Turner and His Contemporaries, Abbot Hall Art Gallery, Kendal, Cumbria, U.K.
12/1/12 – 14/4/12
The full title of this exhibition is Turner and His Contemporaries: The Hickman-Bacon Watercolour Collection and it’s draw is almost as much about the collecting abilities of Sir Hickman-Bacon as it is about the work being exhibited. Well that’s not really true but Sir Hickman-Bacon (1855 – 1945) amassed a truly extraordinary collection of British watercolours in the early part of the 20th century. It remains the largest collection still held in private hands and the most the wealthy landowner ever paid for a watercolour was £315 for a Turner.
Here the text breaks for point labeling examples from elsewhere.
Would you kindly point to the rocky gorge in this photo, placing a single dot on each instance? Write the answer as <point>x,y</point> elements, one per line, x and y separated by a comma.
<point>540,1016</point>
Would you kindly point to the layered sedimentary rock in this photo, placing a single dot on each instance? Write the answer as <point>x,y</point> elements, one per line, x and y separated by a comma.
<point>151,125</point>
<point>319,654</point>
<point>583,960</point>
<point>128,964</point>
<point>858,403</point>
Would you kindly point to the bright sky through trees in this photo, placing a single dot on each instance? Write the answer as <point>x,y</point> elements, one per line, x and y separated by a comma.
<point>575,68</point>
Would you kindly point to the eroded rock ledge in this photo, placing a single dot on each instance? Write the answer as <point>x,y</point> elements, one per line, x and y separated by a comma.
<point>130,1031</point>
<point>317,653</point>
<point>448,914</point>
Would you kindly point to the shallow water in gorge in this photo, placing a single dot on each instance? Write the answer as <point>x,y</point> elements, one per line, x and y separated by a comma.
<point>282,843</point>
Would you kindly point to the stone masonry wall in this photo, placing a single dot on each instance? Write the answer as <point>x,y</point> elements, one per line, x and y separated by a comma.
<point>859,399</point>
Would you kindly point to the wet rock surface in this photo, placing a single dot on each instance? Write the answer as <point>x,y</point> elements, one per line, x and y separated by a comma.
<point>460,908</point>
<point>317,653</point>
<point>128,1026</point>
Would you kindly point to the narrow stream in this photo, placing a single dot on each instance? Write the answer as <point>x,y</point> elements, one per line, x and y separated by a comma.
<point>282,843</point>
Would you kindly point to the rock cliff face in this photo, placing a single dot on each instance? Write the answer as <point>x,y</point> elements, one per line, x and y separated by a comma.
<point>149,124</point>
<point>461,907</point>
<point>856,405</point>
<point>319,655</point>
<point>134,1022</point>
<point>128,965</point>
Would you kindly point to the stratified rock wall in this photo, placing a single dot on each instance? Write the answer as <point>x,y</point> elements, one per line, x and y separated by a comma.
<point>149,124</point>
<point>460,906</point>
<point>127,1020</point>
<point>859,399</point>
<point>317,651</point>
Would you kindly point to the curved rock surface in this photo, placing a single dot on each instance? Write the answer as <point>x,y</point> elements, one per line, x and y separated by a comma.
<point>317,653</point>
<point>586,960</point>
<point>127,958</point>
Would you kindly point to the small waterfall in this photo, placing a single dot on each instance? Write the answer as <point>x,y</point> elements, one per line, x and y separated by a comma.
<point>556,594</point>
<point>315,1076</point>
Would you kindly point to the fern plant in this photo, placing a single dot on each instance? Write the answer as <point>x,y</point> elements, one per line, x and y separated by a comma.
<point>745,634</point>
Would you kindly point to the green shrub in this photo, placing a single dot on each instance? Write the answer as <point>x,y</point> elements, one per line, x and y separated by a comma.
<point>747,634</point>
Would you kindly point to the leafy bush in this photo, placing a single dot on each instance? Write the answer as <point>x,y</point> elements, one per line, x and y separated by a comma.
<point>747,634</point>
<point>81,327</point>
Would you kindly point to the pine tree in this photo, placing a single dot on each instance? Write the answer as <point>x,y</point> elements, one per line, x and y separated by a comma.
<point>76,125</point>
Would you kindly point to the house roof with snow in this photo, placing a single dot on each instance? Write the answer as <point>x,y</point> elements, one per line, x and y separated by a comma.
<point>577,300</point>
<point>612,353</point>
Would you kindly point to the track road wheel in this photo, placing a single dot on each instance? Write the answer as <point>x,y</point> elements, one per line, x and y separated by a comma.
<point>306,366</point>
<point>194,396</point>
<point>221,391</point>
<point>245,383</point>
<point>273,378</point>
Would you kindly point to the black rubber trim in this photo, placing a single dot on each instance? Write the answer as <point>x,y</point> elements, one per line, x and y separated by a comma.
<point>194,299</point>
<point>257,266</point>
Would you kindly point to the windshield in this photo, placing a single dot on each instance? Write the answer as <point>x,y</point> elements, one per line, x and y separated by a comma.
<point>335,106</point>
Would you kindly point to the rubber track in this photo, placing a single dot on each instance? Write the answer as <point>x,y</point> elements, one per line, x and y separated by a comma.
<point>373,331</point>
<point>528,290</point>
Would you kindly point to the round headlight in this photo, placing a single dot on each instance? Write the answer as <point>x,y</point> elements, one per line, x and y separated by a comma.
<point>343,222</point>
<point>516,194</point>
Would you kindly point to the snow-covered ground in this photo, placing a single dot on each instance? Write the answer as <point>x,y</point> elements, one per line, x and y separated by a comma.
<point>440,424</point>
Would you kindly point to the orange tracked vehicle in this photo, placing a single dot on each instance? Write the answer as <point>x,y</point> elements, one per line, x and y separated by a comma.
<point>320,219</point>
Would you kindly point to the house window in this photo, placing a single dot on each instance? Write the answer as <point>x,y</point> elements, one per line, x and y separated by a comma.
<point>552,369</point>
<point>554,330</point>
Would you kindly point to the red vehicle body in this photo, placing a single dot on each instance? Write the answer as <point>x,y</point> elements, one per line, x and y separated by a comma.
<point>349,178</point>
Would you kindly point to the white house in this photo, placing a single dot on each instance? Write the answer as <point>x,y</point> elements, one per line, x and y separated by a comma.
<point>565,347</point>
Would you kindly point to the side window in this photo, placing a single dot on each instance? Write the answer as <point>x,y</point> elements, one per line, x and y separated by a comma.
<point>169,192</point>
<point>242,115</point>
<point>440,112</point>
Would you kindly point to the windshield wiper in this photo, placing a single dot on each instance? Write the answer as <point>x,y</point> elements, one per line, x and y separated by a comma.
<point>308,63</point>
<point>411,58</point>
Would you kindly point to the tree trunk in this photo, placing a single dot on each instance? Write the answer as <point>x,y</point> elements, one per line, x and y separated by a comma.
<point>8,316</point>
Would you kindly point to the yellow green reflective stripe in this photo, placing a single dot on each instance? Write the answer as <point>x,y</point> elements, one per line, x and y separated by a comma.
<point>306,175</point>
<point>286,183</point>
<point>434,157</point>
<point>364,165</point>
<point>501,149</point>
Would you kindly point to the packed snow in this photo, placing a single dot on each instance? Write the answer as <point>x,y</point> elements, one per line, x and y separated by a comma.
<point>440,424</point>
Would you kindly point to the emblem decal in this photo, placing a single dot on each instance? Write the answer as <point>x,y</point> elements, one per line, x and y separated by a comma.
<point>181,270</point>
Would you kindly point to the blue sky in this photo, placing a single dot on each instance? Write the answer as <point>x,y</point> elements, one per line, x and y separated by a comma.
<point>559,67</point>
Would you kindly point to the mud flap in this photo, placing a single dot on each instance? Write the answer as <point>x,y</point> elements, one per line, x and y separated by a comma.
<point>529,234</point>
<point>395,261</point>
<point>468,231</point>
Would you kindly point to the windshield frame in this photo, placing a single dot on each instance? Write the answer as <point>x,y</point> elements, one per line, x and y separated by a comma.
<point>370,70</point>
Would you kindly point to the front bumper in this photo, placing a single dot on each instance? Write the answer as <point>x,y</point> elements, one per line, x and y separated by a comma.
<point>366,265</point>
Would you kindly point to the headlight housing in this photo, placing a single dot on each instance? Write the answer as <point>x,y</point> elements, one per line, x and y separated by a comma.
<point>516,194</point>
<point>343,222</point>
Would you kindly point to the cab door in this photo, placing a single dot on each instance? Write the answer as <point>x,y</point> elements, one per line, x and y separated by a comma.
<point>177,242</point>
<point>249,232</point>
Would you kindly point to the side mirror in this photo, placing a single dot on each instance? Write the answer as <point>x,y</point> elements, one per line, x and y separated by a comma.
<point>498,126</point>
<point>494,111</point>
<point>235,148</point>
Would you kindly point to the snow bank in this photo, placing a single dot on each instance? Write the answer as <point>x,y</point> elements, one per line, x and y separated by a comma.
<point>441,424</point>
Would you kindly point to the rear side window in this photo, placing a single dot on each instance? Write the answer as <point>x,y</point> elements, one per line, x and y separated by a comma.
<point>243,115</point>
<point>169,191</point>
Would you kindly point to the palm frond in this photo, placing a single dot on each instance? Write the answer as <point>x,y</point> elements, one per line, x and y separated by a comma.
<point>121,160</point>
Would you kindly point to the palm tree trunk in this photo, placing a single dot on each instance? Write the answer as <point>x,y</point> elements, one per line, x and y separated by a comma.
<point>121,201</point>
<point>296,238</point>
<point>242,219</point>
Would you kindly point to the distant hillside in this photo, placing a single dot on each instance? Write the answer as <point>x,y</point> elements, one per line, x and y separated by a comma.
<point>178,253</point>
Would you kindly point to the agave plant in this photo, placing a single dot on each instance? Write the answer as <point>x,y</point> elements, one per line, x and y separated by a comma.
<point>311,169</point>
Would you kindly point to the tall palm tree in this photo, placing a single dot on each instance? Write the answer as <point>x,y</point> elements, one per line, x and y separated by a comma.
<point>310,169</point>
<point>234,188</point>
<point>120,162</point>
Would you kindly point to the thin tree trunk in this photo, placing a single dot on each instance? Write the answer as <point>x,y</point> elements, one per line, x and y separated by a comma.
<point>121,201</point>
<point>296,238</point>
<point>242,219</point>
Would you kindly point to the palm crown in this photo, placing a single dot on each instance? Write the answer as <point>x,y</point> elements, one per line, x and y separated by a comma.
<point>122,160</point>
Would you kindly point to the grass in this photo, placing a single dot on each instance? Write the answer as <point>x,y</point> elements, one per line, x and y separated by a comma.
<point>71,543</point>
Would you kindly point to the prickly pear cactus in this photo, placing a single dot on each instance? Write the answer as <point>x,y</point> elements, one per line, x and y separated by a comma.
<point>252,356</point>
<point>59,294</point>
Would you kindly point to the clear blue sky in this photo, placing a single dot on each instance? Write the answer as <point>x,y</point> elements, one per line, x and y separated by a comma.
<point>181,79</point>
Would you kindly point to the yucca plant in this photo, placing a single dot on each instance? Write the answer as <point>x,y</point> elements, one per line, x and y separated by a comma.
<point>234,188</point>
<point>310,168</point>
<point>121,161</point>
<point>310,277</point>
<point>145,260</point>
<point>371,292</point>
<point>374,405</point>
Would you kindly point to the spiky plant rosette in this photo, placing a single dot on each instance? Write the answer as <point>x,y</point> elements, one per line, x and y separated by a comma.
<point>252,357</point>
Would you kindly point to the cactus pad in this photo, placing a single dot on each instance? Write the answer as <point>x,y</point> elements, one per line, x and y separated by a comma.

In fact most of his acquisitions were had for much less; while completed Turners were selling for £1000+, Hickman-Bacon often paid around £10 for sketches and the like.
The largest room will in fact be devoted to J. M. W. Turner, demonstrating Hickman-Bacon’s attraction to Turner’s work at the time and also perhaps the ease with which it was possible to buy cheap Turner work before the First World War.
It’s not just about Turner though and the entire exhibition is a demonstration of the best of British watercolour from that period. John Sell Cotman, John Robert Cozens and Peter DeWint are among those whose work will be shown and perhaps above all others Tom Girtin. Girtin died when he was only 27 but was regarded by his contemporaries as the most talented of them all. Turner said of him: “Had Tom Girtin lived, I should have starved.”
Hickman-Bacon was an interesting collector in that he rarely displayed his acquisitions, even privately. Most of the time the work was kept stored away in dark places, meaning it dodged the exposure to daylight which can mar many of the great art works. It’s a fantastically preserved collection for that reason and if Kendal seems like a long way to go, it will be worth it when you get there.